On Facebook, the 13+ default setting is intended to hide content considered inappropriate for teens in areas such as Feed and Reels. It also limits teens’ ability to interact with Profiles, Pages, Groups, and Events that primarily post inappropriate content.
On Messenger, the 13+ default setting limits teens’ ability to view links to inappropriate Facebook content or chat with accounts that primarily share it.
Meta is also expanding its use of AI-powered age estimation systems to identify accounts that may belong to underage users. The company said the system analyses profile context, including birthday celebrations, school-grade mentions, posts, comments, bios, and captions, to assess whether an account is likely to belong to someone underage.
The company said it is adding visual analysis as another detection technique. According to Meta, the technology analyses photos and videos for general indicators associated with age, such as physical characteristics, but does not identify individuals and does not use facial recognition.
Meta said combining visual signals with text and interaction analysis could increase the number of underage accounts it identifies and removes. The technology will be expanded across additional parts of its apps, including Instagram Reels, Instagram Live, and Facebook Groups.
Instagram will also notify supervising parents if a teen repeatedly searches for terms related to suicide or self-harm within a short period, subject to supervision settings. Meta said the feature has been rolled out to supervising parents in the EU, Brazil, and India, with parents and teens receiving notifications that the alerts are on the way.
Parents using supervision can now manage their teens’ activity through Meta’s Family Center across Instagram, Meta Horizon, Facebook, and Messenger. Meta said parents will also be able to see a more holistic view of teen activity across its apps in the coming months, including aggregated time spent.
Why does it matter?
The announcement reflects a broader shift towards age-appropriate design, where platforms increasingly rely on default protections and automated systems rather than expecting young users or parents to configure safety settings themselves. AI-based age detection is becoming a central tool in efforts to identify underage users and enforce platform safeguards at scale.

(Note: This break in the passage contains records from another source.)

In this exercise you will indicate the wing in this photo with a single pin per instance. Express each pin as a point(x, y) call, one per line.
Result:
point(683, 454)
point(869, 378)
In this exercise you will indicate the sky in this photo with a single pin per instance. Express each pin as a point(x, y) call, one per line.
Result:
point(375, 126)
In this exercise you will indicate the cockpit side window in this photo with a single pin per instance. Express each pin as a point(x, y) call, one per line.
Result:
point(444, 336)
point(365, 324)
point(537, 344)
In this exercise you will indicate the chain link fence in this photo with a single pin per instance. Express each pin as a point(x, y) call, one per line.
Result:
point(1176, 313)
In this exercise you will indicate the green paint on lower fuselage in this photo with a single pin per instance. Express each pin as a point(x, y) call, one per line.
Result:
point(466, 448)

The update also highlights ongoing debates about the balance between child protection, privacy and platform accountability. While automated age-estimation technologies may help improve online safety, regulators and civil society groups continue to scrutinise their accuracy, transparency and potential impact on users’ rights. As governments around the world consider stricter child online safety requirements, platform approaches such as Meta’s may influence future regulatory expectations.